Pour ce deuxième match de groupe, face à un adversaire largement à la portée de nos vice-champions du monde, Didier Deschamps avait choisi de faire démarrer quelques nouveaux visages. Manu Koné, d’abord, continue d’envoyer des signaux extrêmement positifs. Remplaçant d’Aurélien Tchouaméni au coup d’envoi, le milieu français a livré une prestation très mature. Propre techniquement, agressif à la récupération et toujours disponible pour offrir une solution, le jeune Romanista joue déjà comme un tonton et semble aujourd’hui capable de bousculer la hiérarchie. Aligné sur le flanc gauche de la défense à quatre, Lucas Digne a lui aussi répondu présent. L’adversité était certes différente de celle à laquelle Théo Hernandez avait dû faire face contre le Sénégal mardi dernier, mais le latéral gauche a rendu une copie sérieuse. Suffisamment sérieuse en tout cas pour mériter sans doute un nouveau test face à la Norvège avant les matchs à élimination directe. Bradley Barcola, enfin, a encore montré pourquoi il représentait une arme précieuse. Même sans être décisif, ses appels incessants et sa capacité à attaquer la profondeur ont constamment mis la défense irakienne sous pression. En bref, que l’ailier gauche titulaire soit Barcola ou Doué, Didier Deschamps peut lui faire confiance pour déstabiliser le bloc adverse et ne pas rechigner sur les efforts. Mais le Français le plus impressionnant depuis le début du tournoi est peut-être ailleurs. Match après match, Dayot Upamecano s’impose comme le véritable patron de cette équipe. Infranchissable dans les duels, jamais pris dans son dos, toujours agressif sans être dépassé, le Bavarois enchaîne les prestations de très haut niveau. Et il ne se contente pas de défendre. Sa qualité de relance longue devient une arme supplémentaire pour l’équipe de France, à l’image de sa magnifique ouverture vers Barcola hier soir ou de son ballon parfait pour Doué juste avant le premier but d’Olise contre l’Irlande du Nord en préparation. Face à des blocs regroupés, sa capacité à casser des lignes directement depuis la défense devient un atout considérable. Après deux journées, Upamecano est peut-être tout simplement le Français le plus constant de ce Mondial.

Comme face au Sénégal, la France a terminé son match bien mieux qu’elle ne l’avait commencé. La tendance devient suffisamment nette pour qu’on y voie autre chose qu’une simple coïncidence. Les hommes de Didier Deschamps semblent progressivement étouffer leurs adversaires, physiquement comme mentalement. Subir pendant quatre-vingt-dix minutes contre des joueurs de cette qualité finit inévitablement par créer des brèches. Et lorsque les mécanismes collectifs peinent à fonctionner, les individualités prennent le relais. Un appel de Mbappé, une passe d’Olise ou une inspiration de Dembélé. Cette Équipe de France possède suffisamment de talent pour débloquer une rencontre en un éclair.

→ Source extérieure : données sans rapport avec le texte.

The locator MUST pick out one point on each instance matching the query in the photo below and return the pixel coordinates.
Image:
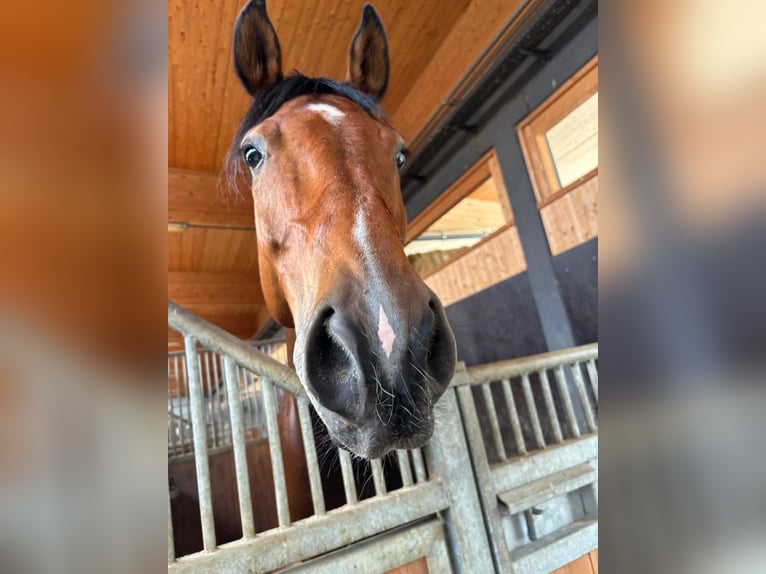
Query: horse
(373, 348)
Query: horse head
(373, 349)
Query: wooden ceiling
(212, 262)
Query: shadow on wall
(501, 322)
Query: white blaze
(385, 332)
(330, 113)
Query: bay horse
(373, 348)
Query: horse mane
(270, 98)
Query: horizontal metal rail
(218, 340)
(525, 365)
(317, 535)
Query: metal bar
(275, 448)
(186, 402)
(553, 416)
(548, 462)
(420, 467)
(378, 478)
(384, 553)
(171, 414)
(223, 343)
(315, 481)
(347, 470)
(491, 532)
(510, 404)
(481, 374)
(200, 444)
(593, 376)
(226, 432)
(250, 388)
(590, 421)
(210, 405)
(532, 408)
(566, 400)
(179, 419)
(280, 547)
(404, 467)
(497, 438)
(238, 446)
(171, 541)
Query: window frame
(532, 130)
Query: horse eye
(253, 158)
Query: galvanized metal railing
(215, 398)
(435, 490)
(535, 454)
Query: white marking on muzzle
(385, 332)
(330, 113)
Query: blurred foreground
(83, 156)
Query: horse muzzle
(374, 372)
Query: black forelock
(270, 98)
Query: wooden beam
(449, 73)
(188, 288)
(198, 198)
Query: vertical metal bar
(187, 398)
(315, 481)
(567, 400)
(479, 532)
(349, 486)
(171, 541)
(249, 386)
(510, 404)
(404, 467)
(211, 404)
(240, 452)
(593, 376)
(200, 445)
(532, 408)
(252, 400)
(275, 448)
(217, 375)
(378, 478)
(171, 415)
(179, 419)
(545, 384)
(420, 467)
(497, 438)
(590, 421)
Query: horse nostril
(332, 372)
(440, 354)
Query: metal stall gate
(444, 506)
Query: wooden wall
(496, 258)
(587, 564)
(572, 218)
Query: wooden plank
(243, 326)
(572, 219)
(481, 23)
(477, 174)
(531, 131)
(490, 261)
(220, 250)
(200, 198)
(205, 288)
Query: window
(466, 240)
(560, 144)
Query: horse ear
(257, 57)
(368, 58)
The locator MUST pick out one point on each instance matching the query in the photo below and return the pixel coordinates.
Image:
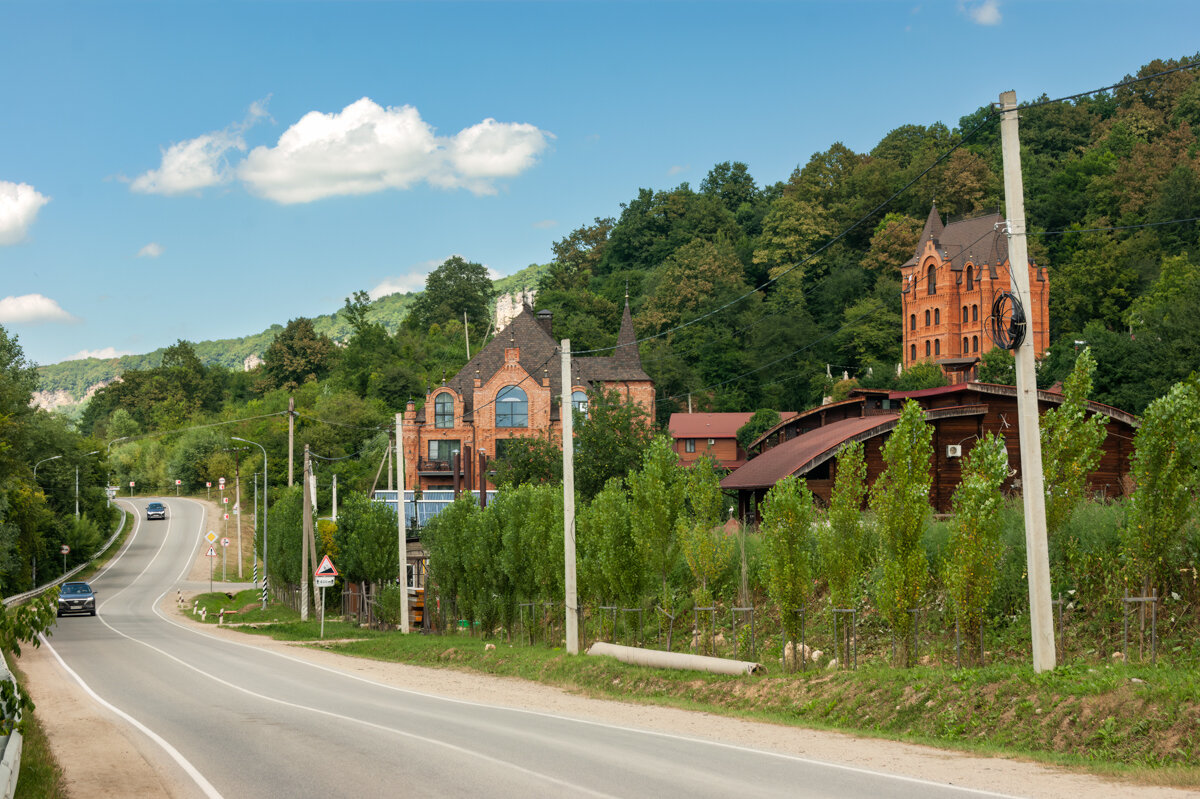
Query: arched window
(511, 407)
(443, 410)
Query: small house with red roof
(807, 445)
(712, 434)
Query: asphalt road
(234, 720)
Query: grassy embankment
(41, 776)
(1137, 721)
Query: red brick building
(510, 389)
(948, 287)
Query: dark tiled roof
(540, 356)
(978, 240)
(799, 452)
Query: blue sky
(204, 169)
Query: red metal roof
(712, 425)
(777, 463)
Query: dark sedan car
(77, 598)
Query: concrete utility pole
(1032, 482)
(306, 532)
(402, 523)
(568, 415)
(292, 433)
(237, 498)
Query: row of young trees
(655, 535)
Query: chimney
(546, 319)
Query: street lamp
(77, 482)
(246, 440)
(108, 480)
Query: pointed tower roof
(934, 226)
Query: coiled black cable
(1007, 323)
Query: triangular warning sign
(327, 568)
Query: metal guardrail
(11, 745)
(21, 598)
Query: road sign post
(211, 556)
(324, 578)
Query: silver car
(77, 598)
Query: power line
(1111, 228)
(1191, 65)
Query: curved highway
(235, 720)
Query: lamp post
(77, 482)
(53, 457)
(246, 440)
(108, 480)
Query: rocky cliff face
(61, 400)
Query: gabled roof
(541, 358)
(979, 240)
(805, 451)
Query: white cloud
(411, 282)
(31, 308)
(983, 13)
(19, 204)
(103, 354)
(197, 163)
(191, 166)
(366, 148)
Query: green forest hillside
(76, 377)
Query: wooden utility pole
(1032, 481)
(401, 522)
(292, 433)
(568, 415)
(306, 533)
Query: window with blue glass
(511, 407)
(442, 450)
(443, 410)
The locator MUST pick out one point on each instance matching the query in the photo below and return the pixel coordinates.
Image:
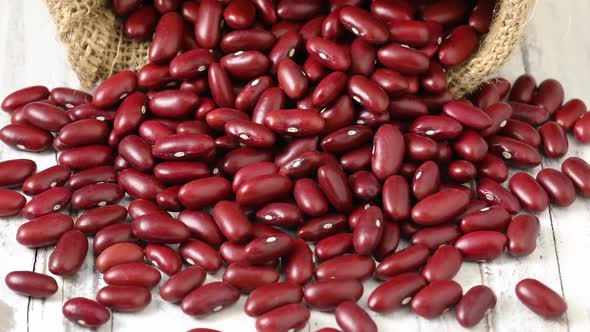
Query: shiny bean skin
(209, 299)
(555, 143)
(247, 278)
(181, 283)
(475, 305)
(24, 96)
(439, 207)
(25, 137)
(115, 88)
(351, 266)
(85, 312)
(493, 193)
(571, 111)
(396, 197)
(395, 292)
(290, 317)
(529, 192)
(494, 218)
(49, 201)
(405, 260)
(558, 186)
(458, 46)
(159, 228)
(164, 258)
(481, 245)
(576, 169)
(434, 299)
(443, 265)
(522, 235)
(541, 299)
(434, 237)
(118, 253)
(124, 298)
(69, 253)
(388, 151)
(515, 152)
(326, 295)
(86, 157)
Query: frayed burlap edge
(505, 33)
(97, 46)
(94, 39)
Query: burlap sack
(97, 47)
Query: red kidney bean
(443, 265)
(434, 299)
(245, 65)
(181, 283)
(433, 237)
(49, 201)
(159, 228)
(426, 180)
(575, 169)
(247, 278)
(351, 266)
(405, 260)
(388, 151)
(458, 46)
(403, 59)
(481, 245)
(86, 157)
(99, 194)
(522, 235)
(110, 235)
(493, 218)
(529, 192)
(25, 137)
(289, 317)
(493, 193)
(352, 318)
(209, 298)
(396, 197)
(124, 298)
(247, 99)
(85, 312)
(555, 143)
(115, 88)
(15, 172)
(24, 96)
(69, 253)
(117, 254)
(493, 168)
(475, 305)
(164, 258)
(45, 116)
(447, 204)
(582, 129)
(514, 151)
(31, 284)
(272, 296)
(11, 202)
(199, 253)
(395, 292)
(559, 187)
(326, 295)
(239, 14)
(541, 299)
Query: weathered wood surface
(557, 45)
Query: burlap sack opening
(97, 47)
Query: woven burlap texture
(97, 47)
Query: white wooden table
(557, 45)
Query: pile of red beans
(292, 123)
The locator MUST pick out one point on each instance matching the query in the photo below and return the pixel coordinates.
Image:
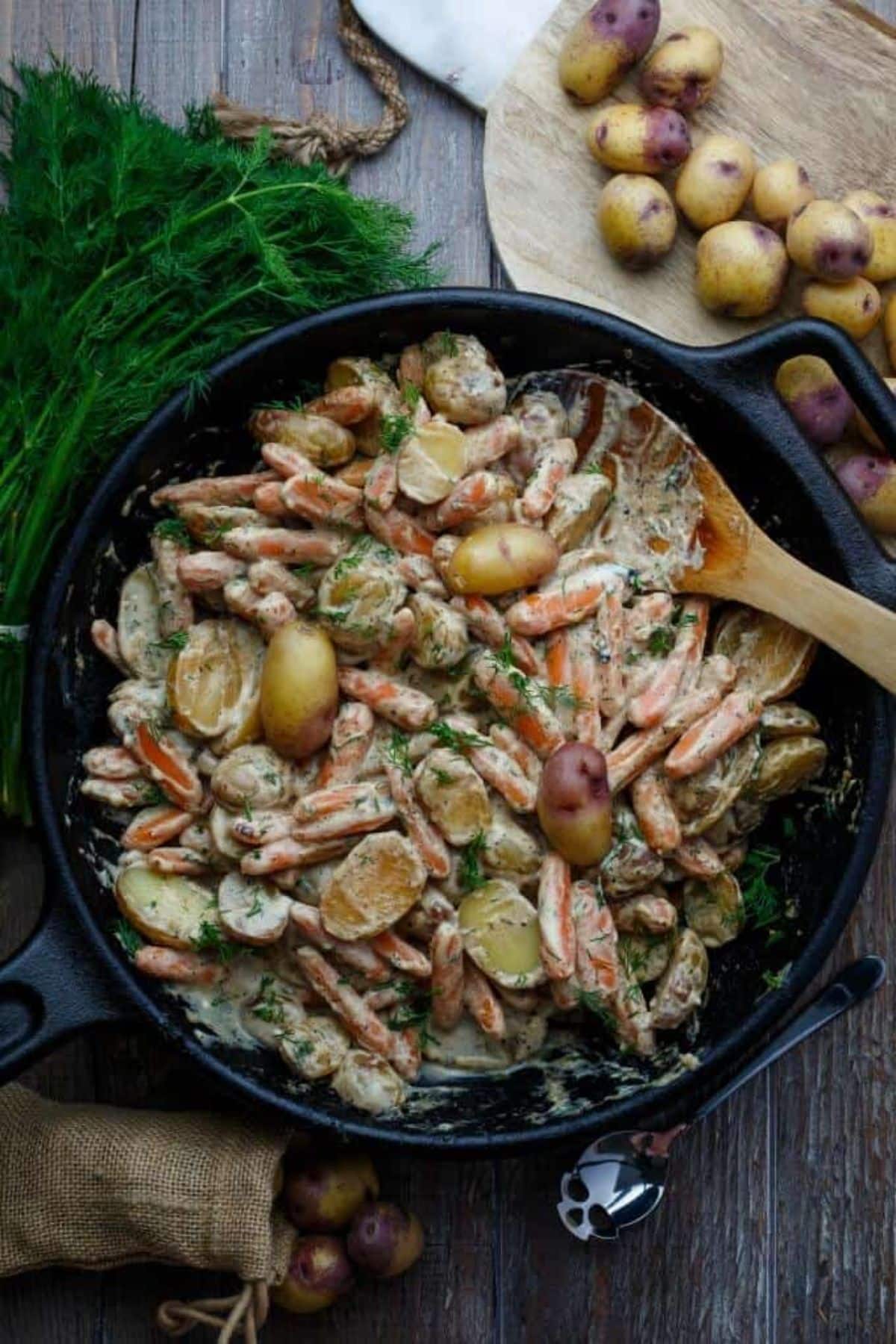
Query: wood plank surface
(780, 1222)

Reste que tout n’est pas encore parfaitement maîtrisé. S’il est logique de mettre en avant la montée en puissance lors des secondes mi-temps, il serait malhonnête de ne pas pointer du doigt la mise en route parfois douteuse des Bleus. Face au Sénégal, la France avait mis une mi-temps à entrer dans son tournoi. Hier soir, après vingt premières minutes très convaincantes, elle a traversé une période brouillonne avant l’interruption. Contre des adversaires d’un calibre supérieur, ces temps faibles pourraient coûter beaucoup cher et devenir difficiles à compenser, malgré tout le talent de cette équipe. Mais pour l’instant, les hommes de Didier Deschamps affichent une attitude irréprochable avec du sérieux, de l’implication et une capacité à monter en puissance au fil des rencontres. Les Bleus sont concentrés, impliqués et pleinement investis dans leur compétition.  

 

On attendait six points, des buts et un grand Kylian Mbappé. Pour l’instant, l’Équipe de France coche toutes les cases. Sérieux, appliqués et déjà qualifiés pour les seizièmes de finale, les Bleus abordent désormais le dernier choc de leur phase de poule. Tous les regards se tournent vers la Norvège d’Erling Haaland vendredi prochain, avec un enjeu simple : s’emparer de la première place du groupe avant d’entrer dans la phase à élimination directe.